Efficient substring matching in perl

Asked 6/6, 2011 at 22:53 Answered 7/6, 2011 at 6:24

Solved perl string string-matching substring bioperl

I am looking for an efficient solution to do find the longest possible substring in a string tolerating n mismatches in the main string

Eg: Main String

AGACGTACTACTCTACTAGATGCA*TACTCTAC*
AGACGTACTACTCTACTAGATGCA*TACTCTAC*
AGACGTACTACTCTACAAGATGCA*TACTCTAC*
AGACGTACTACTTTACAAGATGCA*TACTCTAC*

Search String:

TACTCTACT : this should be considered a match to all of the above main strings.

Also I there could be the case where part of the substring is at the end of main string and I would like to pick that up also.

I would appreciate if you could give some pointers.

PS: I will have one search string and about 100 million main strings to search the substring for.

Thanks! -Abhi

Civic answered 6/6, 2011 at 22:53 Comment(7)

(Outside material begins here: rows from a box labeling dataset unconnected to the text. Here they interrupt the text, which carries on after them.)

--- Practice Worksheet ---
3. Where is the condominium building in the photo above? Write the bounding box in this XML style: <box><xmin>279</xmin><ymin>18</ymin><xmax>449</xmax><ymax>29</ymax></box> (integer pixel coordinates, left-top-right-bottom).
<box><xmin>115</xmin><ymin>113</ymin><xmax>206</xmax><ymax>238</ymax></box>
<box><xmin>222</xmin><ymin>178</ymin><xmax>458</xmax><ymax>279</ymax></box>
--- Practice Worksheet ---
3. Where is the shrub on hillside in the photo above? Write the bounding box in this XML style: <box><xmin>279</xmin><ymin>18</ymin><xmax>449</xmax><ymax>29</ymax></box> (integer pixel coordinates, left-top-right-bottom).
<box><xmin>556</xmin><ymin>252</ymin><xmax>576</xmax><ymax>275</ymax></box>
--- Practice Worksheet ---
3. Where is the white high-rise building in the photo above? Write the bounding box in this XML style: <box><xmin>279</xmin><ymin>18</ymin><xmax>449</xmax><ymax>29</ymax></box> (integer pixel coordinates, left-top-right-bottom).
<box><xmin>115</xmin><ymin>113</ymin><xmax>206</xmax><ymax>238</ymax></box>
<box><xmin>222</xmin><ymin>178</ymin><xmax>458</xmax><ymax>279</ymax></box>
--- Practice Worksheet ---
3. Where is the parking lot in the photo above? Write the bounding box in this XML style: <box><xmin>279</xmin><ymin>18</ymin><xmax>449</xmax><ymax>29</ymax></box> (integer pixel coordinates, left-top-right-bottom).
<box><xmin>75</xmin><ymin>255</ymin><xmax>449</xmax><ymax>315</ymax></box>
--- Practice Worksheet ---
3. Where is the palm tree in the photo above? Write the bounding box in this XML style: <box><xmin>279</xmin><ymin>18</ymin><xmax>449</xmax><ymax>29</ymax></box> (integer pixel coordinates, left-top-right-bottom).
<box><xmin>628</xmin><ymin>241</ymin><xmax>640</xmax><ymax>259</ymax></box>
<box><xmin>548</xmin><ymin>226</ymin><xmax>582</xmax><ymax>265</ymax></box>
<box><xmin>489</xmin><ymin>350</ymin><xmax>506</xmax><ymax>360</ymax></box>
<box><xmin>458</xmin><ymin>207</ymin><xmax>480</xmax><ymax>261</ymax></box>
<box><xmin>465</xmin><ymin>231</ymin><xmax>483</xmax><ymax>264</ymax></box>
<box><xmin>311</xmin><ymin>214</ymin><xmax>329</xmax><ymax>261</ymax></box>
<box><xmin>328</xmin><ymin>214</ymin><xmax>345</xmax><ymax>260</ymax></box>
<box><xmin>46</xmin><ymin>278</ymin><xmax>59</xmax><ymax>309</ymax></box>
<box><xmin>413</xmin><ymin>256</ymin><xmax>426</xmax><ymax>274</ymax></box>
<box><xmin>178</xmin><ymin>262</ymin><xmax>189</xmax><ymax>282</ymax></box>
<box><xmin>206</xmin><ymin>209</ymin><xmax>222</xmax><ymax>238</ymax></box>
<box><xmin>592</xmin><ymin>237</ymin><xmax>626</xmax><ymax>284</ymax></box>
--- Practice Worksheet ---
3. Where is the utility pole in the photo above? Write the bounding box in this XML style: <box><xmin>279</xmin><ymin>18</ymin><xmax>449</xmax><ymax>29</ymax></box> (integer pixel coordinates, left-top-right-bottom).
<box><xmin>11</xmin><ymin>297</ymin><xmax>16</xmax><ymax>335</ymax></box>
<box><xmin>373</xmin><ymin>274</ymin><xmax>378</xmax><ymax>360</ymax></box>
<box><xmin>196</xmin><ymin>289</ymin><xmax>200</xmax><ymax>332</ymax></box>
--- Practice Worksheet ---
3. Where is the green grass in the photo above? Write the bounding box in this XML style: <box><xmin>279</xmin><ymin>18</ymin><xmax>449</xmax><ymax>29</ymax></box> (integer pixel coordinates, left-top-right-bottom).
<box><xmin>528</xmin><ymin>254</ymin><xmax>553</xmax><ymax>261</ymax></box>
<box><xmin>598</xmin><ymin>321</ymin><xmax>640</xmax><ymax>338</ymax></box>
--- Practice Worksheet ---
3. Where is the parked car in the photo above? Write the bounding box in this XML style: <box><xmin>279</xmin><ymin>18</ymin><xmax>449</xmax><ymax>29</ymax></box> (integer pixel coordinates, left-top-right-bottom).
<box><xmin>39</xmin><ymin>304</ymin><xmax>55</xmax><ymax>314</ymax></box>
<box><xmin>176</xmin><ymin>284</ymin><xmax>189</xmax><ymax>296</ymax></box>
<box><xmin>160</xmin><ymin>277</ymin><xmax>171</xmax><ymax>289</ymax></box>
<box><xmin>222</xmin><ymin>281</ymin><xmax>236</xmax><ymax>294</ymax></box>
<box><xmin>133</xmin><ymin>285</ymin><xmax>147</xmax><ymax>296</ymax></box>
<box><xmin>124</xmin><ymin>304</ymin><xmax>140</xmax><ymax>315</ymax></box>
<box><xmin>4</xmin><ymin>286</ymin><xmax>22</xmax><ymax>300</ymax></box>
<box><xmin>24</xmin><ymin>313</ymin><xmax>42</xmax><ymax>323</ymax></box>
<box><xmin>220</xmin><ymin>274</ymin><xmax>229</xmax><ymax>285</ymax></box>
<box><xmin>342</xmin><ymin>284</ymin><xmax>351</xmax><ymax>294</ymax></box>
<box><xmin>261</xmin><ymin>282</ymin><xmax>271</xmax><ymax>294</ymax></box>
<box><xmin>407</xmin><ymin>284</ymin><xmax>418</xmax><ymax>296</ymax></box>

Questions. 1) Your numbers in "Main String" - are those separate lines in one "Main String", or four separate "Main String"s (I assume the latter, but want to confirm)? 2) Can you explain why that search string would be considered a match for #3 and #4? The first two clearly match, but it's not clear to me why the last two do, and that sounds like it may be a crucial detail to understand. 3) Can you explain what you mean that part of the substring may be at the end of the main string? – Zook 6/6, 2011 at 23:27

You mention "longest", but your example doesn't provide any clue as to what you mean by longest. Do you mean with the fewest mismatch? – Temekatemerity 6/6, 2011 at 23:48

@Brian Gerard: 1) Those are 4 of the million main strings. 2) Because he tolerates mismatches. #3: A for T, #4, T for C, A for T. 3) "...TACT" should end-of-line-match search string TACTCTACT, because it might be followed by "CTACT". – Temekatemerity 7/6, 2011 at 0:12

@Brian : 1.) I showed 4 different types of main strings for example purpose. 2.) I am allowing for n mismatches. In this case n = 1,2 etc. 3.) the search string could be partially contained in the main string and we want to match that partial case also. Thanks for your questions – Civic 7/6, 2011 at 1:58

@Temekatemerity : By longest I mean the literally the "longest" and best possible match ( least mismatches). In way this could be misleading and thanks for asking. So longest might not be the right word. What I meant was if the substring is partially contained at the end of main string I would like to pick that case and not ingore it. I hope this makes it a bit more clearer. – Civic 7/6, 2011 at 2:0

TACTCTAC* is a better match than TACTTTACA in your fourth example – Temekatemerity 7/6, 2011 at 6:19

@Temekatemerity : thanks for your help so far. I have another follow up question. Previously I had one query string compared to millions of search string one at a time for a substring occurence. Now if I want to increase my search space to include multiple query strings, I can either run the same logic again but can I use other data structures which can build something like a suffix tree for query strings and use that for searching substring in the search string ?? Thanks! – Civic 14/6, 2011 at 23:52

use strict;
use warnings;
use feature qw( say );

sub match {
   my ($s, $t, $max_x) = @_;

   my $m = my @s = unpack('(a)*', $s);
   my $n = my @t = unpack('(a)*', $t);

   my @length_at_k     = ( 0 ) x ($m+$n);
   my @mismatches_at_k = ( 0 ) x ($m+$n);
   my $offset = $m;

   my $best_length = 0;
   my @solutions;
   for my $i (0..$m-1) {
      --$offset;

      for my $j (0..$n-1) {
         my $k = $j + $offset;

         if ($s[$i] eq $t[$j]) {
            ++$length_at_k[$k];
         }
         elsif ($length_at_k[$k] > 0 && $mismatches_at_k[$k] < $max_x) {
            ++$length_at_k[$k];
            ++$mismatches_at_k[$k];
         }
         else {
            $length_at_k[$k] = 0;
            $mismatches_at_k[$k] = 0;
         }

         my $length = $length_at_k[$k] + $max_x - $mismatches_at_k[$k];
         $length = $i+1 if $length > $i+1;

         if ($length >= $best_length) {
            if ($length > $best_length) {
               $best_length = $length;
               @solutions = ();
            }

            push @solutions, $i-$length+1;
         }
      }
   }

   return map { substr($s, $_, $best_length) } @solutions;
}

say for match('AABBCC', 'DDBBEE', 2);

Output:

AABB
ABBC
BBCC

Temekatemerity answered 7/6, 2011 at 6:24 Comment(3)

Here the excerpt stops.